Rosi would be leaving Lampedusa the following day. I knew I could not simply let him go. For years I had been searching for someone who would tell the world what was happening here. The shipwrecks had been covered by television stations from all over the world, but we needed something more permanent, something that would make a real impact. After an interview has been broadcast it vanishes into the ether: it makes no lasting impression on viewers’ minds and hearts. In other words, it is quickly forgotten. Today everything is consumed with incredible speed. One tragedy soon gives way to another. For better or for worse, a news story only lives a few days. Perhaps with cinema, I thought, we’ll be able to make something unforgettable. Rosi said, however, that he could not make a film about Lampedusa if he could not even imagine how it might begin.
I begged him to reconsider, and handed him the USB drive I use to document my patients’ stories. I had never given it to anyone else before, though I keep it with me at all times. “There are twenty-five years of my life on this flash drive,” I said. “A chronicle of suffering.” I made him promise that he would return it to me, as I could not bear to lose it. He took it, thanked me, and left.
When two days had passed, I was convinced that I would see neither Rosi nor my USB stick ever again. But on the third day, to my surprise, he reappeared. He had not left the island. “I’ve looked at what you have on the drive,” he said. “I’ll make the film.” I was delighted. “But I’ll keep this stick, if you don’t mind. I assure you I shall take good care of it and give it back to you later.”
That was the beginning of an adventure. No one on the island knew that Rosi was making a film. He had no gear, no camera trucks, no clapperboard. He went around with a tiny video-camera that
looked almost amateurish. Even I thought he was just testing his ideas out, not shooting actual scenes. Every now and again he came by the clinic to say hello, and we became friends. Once he asked to shoot some footage of an ultrasound, which I was giving to a young woman who had disembarked only a few hours beforehand. Next, he filmed an appointment I had with young Samuele, one of the most spirited local boys on Lampedusa. “Gianfranco, when are you finally going to start making this film?” was the question on everybody’s lips. He never said a word in response.

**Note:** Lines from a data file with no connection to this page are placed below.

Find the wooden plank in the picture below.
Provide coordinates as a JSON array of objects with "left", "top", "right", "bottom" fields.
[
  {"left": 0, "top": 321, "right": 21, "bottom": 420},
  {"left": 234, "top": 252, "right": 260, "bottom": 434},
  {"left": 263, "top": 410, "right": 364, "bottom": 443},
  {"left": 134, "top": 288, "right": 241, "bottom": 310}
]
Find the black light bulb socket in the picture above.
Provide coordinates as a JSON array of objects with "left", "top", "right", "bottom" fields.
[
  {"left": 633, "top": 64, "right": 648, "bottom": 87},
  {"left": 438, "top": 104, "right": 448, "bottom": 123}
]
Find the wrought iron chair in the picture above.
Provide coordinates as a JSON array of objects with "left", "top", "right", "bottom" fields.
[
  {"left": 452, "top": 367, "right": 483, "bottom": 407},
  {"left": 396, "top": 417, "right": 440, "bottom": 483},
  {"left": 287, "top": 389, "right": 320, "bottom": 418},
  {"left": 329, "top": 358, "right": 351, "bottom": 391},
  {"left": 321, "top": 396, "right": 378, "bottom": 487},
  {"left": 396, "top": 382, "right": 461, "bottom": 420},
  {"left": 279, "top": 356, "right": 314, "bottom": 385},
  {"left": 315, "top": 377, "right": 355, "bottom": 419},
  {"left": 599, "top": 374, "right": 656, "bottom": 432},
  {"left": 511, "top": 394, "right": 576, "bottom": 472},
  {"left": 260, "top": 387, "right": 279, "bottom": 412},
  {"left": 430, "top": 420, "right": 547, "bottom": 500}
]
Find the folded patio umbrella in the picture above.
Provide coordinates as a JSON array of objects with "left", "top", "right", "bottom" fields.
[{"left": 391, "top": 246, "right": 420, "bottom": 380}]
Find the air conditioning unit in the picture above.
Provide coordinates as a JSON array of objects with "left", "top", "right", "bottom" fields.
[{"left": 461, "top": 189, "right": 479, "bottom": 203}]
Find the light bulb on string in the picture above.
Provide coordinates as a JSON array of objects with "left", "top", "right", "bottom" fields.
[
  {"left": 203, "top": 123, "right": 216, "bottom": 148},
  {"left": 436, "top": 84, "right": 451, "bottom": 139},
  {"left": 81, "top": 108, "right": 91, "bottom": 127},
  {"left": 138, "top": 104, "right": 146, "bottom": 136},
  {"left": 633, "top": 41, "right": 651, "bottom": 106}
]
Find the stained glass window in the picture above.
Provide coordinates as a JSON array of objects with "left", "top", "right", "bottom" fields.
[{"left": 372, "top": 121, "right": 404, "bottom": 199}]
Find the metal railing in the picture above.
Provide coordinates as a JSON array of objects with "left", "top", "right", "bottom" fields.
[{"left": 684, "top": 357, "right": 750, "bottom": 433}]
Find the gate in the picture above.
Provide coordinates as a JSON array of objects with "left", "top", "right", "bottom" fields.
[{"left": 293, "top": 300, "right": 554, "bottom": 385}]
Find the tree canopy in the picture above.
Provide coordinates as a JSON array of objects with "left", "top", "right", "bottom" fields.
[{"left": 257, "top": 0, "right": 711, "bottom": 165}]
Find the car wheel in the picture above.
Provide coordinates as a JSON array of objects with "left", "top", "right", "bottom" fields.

Then one day, Rosi told me he had finished the film. I could not believe he had managed to do it with so little fuss, without disrupting life on the island at all. He returned the flash drive to me, and I plugged it in to check that it was working and had not been modified. As soon as I opened it, a photograph of a trawler full of migrants appeared on the screen. “Tell me about this,” Rosi said. So I began to talk, explaining that those who could afford it bought “first class” tickets that permitted them to travel above deck, while the airless, cramped hold was reserved for the “third class” travelers who could not. Little did I know that this was in fact our final take in Fire at Sea. The film was named after the exclamation of “Fuocoammare! Fire at sea!” that spread through Lampedusa in 1943, when the Italian ship the Maddalena was bombarded and caught fire in the port. The cry had also become a popular song.
A few months later, I received a telephone call from the producers of the film. “Dottore Bartolo, you have to come to Rome – we are going to Berlin. Rosi’s film is one of twenty in competition for the Golden and Silver Bears.” I had not yet seen the film and did not even know what was in it. I was told to bring Rita with me because it was an important occasion. I remember us getting out of the limousine in Berlin and finding ourselves on the red carpet, walking among the stars. What on earth were we doing there?